- Official movie poster
- Directed by: Richard Crudo
- Written by: Mathew Klickstein
- Produced by: Phillip B. Goldfine
- Starring: Steven Seagal; Tanoai Reed; Jenna Harrison; Linden Ashby; Emma Catherwood; Skye Bennett; Keith David;
- Cinematography: William Trautvetter
- Edited by: Tim Silano
- Music by: Philip White
- Distributed by: Sony Pictures Home Entertainment
- Release date: February 10, 2009;
- Running time: 93 minutes
- Country: United States
- Language: English
- Budget: $7,000,000

= Against the Dark =

Against the Dark is a 2009 American action horror film starring Steven Seagal and directed by Richard Crudo. the film was released on direct-to-DVD in the United States on February 10, 2009.

In a post-apocalyptic world, destroyed by a disease, which turns infected humans into beings strongly resembling vampires, Seagal plays Tao, the leader of a squad of ex-military vigilantes who are attempting to find and rescue a group of survivors trapped in a hospital. This is Steven Seagal's first American horror film.

==Plot==
An epidemic disease has overwhelmed humanity, turning nearly everyone into blood-thirsty infected who resemble vampires and zombies. There is no known cure and there are very few survivors left fighting "against the dark".

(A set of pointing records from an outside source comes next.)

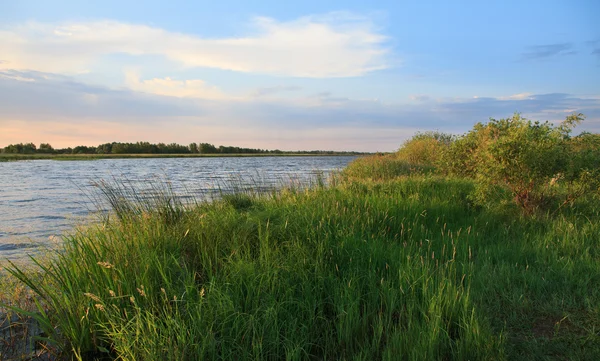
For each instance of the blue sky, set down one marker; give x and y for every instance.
(343, 75)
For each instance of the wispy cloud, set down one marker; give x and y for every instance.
(546, 51)
(275, 90)
(82, 113)
(194, 88)
(333, 45)
(595, 45)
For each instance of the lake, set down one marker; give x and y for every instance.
(41, 199)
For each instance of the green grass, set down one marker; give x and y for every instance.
(384, 268)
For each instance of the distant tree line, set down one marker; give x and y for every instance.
(150, 148)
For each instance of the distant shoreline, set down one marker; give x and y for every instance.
(18, 157)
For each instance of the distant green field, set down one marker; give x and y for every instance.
(16, 157)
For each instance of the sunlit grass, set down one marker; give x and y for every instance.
(379, 264)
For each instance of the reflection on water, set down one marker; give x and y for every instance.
(41, 199)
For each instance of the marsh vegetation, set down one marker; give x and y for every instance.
(480, 247)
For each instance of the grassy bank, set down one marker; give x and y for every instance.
(4, 157)
(370, 267)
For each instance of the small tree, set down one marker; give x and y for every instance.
(425, 148)
(45, 148)
(527, 159)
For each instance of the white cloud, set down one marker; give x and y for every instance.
(337, 45)
(193, 88)
(520, 96)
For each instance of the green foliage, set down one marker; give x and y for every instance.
(399, 269)
(528, 160)
(27, 148)
(425, 148)
(382, 167)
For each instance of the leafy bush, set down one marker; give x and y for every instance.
(536, 163)
(382, 167)
(425, 148)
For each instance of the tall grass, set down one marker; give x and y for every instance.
(401, 269)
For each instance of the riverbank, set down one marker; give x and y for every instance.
(380, 267)
(5, 157)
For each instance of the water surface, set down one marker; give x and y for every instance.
(41, 199)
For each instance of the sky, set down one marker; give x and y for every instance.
(290, 75)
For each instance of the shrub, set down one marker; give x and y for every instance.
(425, 148)
(529, 160)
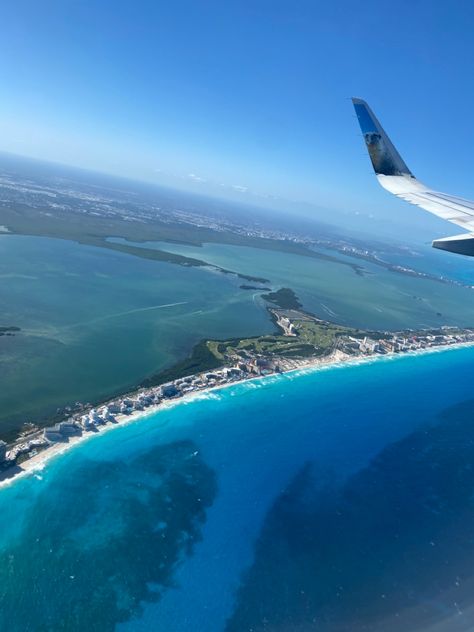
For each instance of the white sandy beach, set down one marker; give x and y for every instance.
(335, 359)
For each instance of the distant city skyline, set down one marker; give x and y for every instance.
(246, 101)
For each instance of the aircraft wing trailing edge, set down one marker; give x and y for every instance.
(393, 174)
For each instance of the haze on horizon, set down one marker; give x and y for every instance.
(245, 101)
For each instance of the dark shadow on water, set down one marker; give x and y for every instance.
(104, 540)
(392, 549)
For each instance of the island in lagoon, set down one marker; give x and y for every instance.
(301, 341)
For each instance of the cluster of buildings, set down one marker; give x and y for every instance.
(403, 342)
(86, 419)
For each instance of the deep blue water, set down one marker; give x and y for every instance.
(339, 499)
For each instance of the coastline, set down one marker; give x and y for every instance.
(336, 359)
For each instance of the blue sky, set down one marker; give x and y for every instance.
(242, 98)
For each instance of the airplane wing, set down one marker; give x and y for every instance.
(393, 174)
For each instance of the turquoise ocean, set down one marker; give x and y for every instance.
(332, 499)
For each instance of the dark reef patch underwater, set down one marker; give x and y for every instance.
(390, 549)
(339, 500)
(138, 513)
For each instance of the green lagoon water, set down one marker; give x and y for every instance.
(377, 299)
(95, 322)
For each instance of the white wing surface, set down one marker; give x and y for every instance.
(394, 175)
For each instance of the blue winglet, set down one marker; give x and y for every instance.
(385, 158)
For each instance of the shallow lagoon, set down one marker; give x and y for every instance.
(95, 322)
(175, 521)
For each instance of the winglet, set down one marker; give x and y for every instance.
(385, 158)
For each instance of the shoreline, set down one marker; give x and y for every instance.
(335, 359)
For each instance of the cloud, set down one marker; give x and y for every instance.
(195, 178)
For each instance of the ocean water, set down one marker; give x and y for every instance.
(95, 322)
(337, 499)
(377, 298)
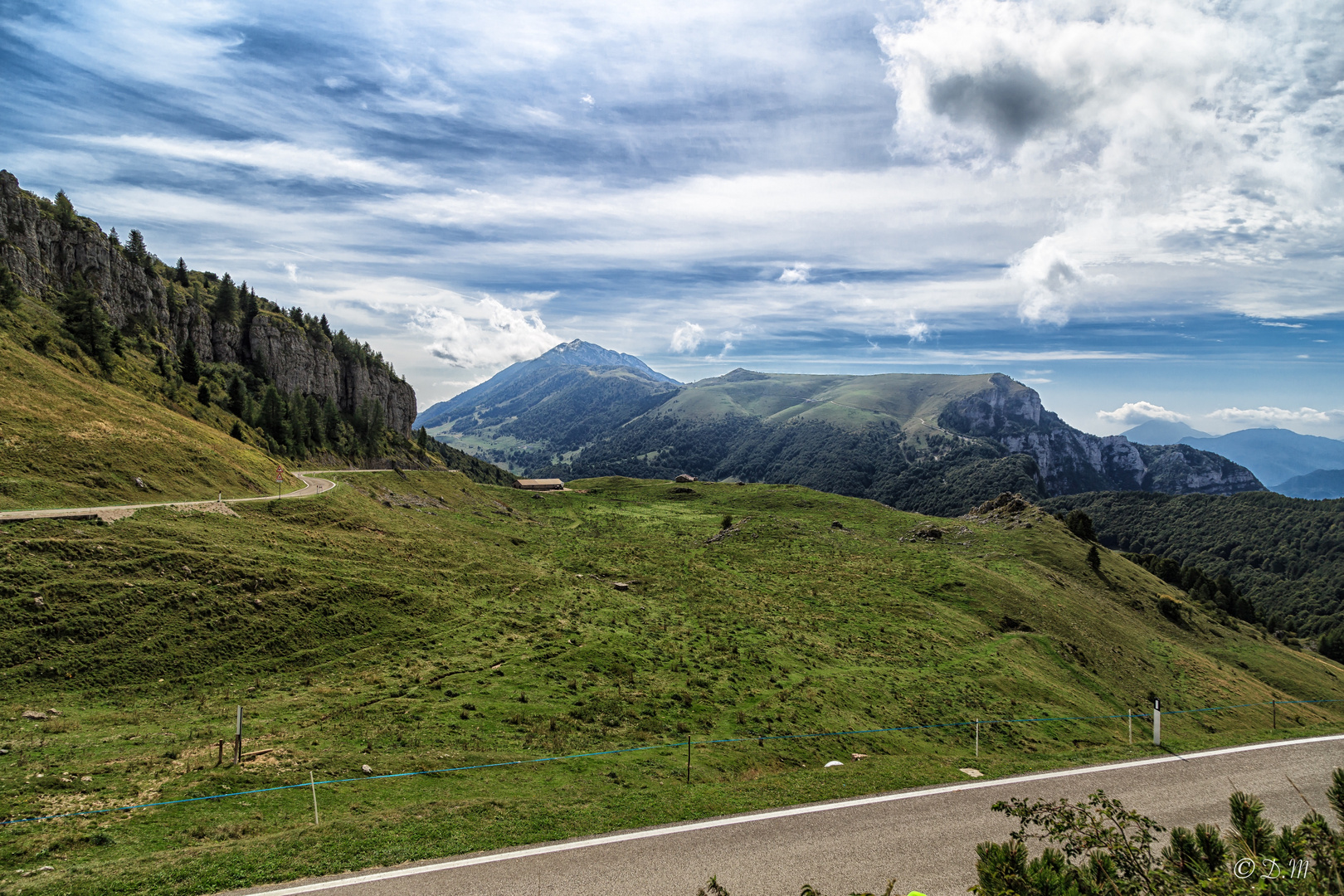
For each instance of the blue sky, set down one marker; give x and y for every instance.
(1137, 207)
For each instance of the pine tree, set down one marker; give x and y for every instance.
(236, 397)
(226, 299)
(136, 250)
(88, 323)
(66, 212)
(273, 416)
(331, 421)
(190, 363)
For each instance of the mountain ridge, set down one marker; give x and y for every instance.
(1276, 455)
(930, 442)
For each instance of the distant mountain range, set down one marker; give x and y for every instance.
(1319, 485)
(1272, 455)
(1164, 433)
(1276, 455)
(918, 441)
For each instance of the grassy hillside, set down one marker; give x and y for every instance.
(1285, 553)
(71, 438)
(421, 621)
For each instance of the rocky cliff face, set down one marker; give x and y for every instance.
(1074, 461)
(49, 258)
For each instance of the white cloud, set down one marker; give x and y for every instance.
(687, 338)
(494, 334)
(1266, 416)
(1133, 412)
(917, 331)
(1050, 281)
(1164, 130)
(270, 156)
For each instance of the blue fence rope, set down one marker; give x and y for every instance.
(663, 746)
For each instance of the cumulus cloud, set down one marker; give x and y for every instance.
(687, 338)
(1050, 281)
(917, 331)
(1132, 412)
(1266, 416)
(491, 334)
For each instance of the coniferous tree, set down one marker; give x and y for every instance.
(136, 247)
(331, 421)
(226, 299)
(65, 212)
(190, 363)
(88, 323)
(236, 397)
(273, 416)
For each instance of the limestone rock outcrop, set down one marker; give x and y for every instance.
(50, 258)
(1073, 461)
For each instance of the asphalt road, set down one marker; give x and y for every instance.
(312, 485)
(923, 839)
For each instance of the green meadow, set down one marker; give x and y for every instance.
(418, 621)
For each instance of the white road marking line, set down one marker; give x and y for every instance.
(767, 816)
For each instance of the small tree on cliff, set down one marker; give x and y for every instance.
(66, 212)
(273, 416)
(226, 299)
(190, 363)
(236, 397)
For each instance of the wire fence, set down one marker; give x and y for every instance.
(687, 743)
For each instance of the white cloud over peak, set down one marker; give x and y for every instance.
(1266, 416)
(1132, 412)
(488, 334)
(687, 338)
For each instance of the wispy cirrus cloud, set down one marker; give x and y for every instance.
(1266, 416)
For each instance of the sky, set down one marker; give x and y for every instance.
(1136, 207)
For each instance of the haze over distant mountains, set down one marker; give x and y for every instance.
(925, 442)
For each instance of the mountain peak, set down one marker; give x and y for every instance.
(581, 353)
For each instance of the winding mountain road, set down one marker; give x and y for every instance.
(312, 486)
(925, 839)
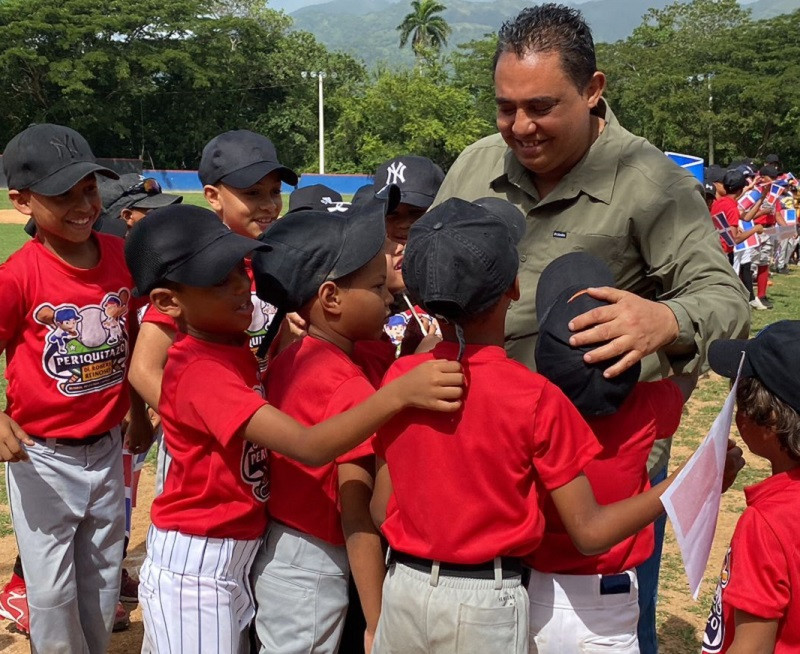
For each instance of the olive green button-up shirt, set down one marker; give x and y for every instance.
(628, 204)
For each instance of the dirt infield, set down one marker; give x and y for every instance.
(12, 217)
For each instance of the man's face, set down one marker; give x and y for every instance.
(543, 117)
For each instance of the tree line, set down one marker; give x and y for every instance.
(157, 79)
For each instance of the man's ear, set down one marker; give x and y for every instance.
(329, 296)
(21, 201)
(212, 194)
(513, 290)
(595, 88)
(167, 302)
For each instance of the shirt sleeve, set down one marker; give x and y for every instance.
(563, 442)
(215, 399)
(351, 393)
(759, 576)
(12, 300)
(681, 249)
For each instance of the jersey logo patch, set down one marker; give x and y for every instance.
(263, 314)
(714, 635)
(85, 348)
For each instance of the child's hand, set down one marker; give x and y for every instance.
(734, 462)
(11, 439)
(435, 385)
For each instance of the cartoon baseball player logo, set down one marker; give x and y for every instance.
(714, 635)
(263, 313)
(85, 348)
(255, 464)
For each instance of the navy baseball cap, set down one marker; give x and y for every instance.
(462, 256)
(318, 197)
(240, 158)
(185, 244)
(49, 160)
(770, 357)
(559, 299)
(309, 247)
(418, 179)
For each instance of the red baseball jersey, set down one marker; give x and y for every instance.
(467, 486)
(727, 205)
(652, 411)
(311, 381)
(761, 572)
(67, 340)
(218, 483)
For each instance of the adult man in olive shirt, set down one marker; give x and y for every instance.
(585, 183)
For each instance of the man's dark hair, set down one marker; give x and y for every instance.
(551, 28)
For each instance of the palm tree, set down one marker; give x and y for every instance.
(426, 29)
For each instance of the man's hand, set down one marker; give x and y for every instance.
(11, 439)
(734, 462)
(630, 327)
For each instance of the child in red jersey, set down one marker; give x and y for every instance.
(65, 296)
(757, 606)
(208, 522)
(579, 600)
(461, 495)
(332, 270)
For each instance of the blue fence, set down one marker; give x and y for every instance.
(187, 180)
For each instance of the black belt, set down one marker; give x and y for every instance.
(75, 442)
(511, 567)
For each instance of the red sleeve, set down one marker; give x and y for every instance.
(354, 391)
(665, 403)
(12, 299)
(153, 315)
(213, 398)
(563, 442)
(759, 577)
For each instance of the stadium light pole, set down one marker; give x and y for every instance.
(320, 75)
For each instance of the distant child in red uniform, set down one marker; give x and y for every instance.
(757, 604)
(579, 600)
(331, 269)
(208, 522)
(65, 298)
(461, 495)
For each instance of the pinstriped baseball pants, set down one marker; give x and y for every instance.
(195, 593)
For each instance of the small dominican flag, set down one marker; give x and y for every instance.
(751, 241)
(723, 229)
(749, 199)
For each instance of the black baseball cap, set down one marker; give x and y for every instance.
(559, 299)
(462, 256)
(418, 179)
(240, 158)
(771, 357)
(318, 197)
(309, 247)
(733, 181)
(185, 244)
(49, 159)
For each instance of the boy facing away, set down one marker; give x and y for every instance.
(756, 607)
(65, 296)
(331, 270)
(208, 522)
(461, 495)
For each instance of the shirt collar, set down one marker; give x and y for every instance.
(593, 175)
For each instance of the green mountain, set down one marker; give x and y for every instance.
(367, 28)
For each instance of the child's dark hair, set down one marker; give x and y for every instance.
(764, 408)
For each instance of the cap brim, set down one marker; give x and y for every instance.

Tao (Seagal) is in charge of a group of vampire/zombie hunters. The survivors in the hospital are shown to be scared, isolated and untrusting. As the characters work their way through the hospital, they drift apart numerous times, often getting lost and attacked. To make matters worse for the survivors, a massive army base is planning to bomb the area at dawn.

The survivors must get to the one functioning exit from the hospital before the emergency power runs out and they are shut inside. In addition, many of the stairways and elevators are blocked off, forcing them to make their way level by level.

Meanwhile, Cross (Linden Ashby) tries to prevent Lieutenant Waters (Keith David) from unleashing a bombing raid on the hospital. A number of survivors and a hunter are killed and a different hunter is infected as they make their way out of the hospital. A survivor is captured by a human to be fed on by his infected daughter, but is rescued by Tao. As the humans make their way out, a horde of infected chase them. As they exit the hospital just in time before the power fails the vampires become trapped inside. The surviving humans then run as jet planes bomb the forsaken hospital.

==Reception==

Rob Hunter of FilmSchoolRejects.com says that although the film could have been entertaining, "the idea and the execution are worlds apart" and questions the strange decisions of the survivors. Hunter praises Tanoai Reed as the one bright spot of the film, delivering top-notch fight scenes, even if his acting could do with improvement.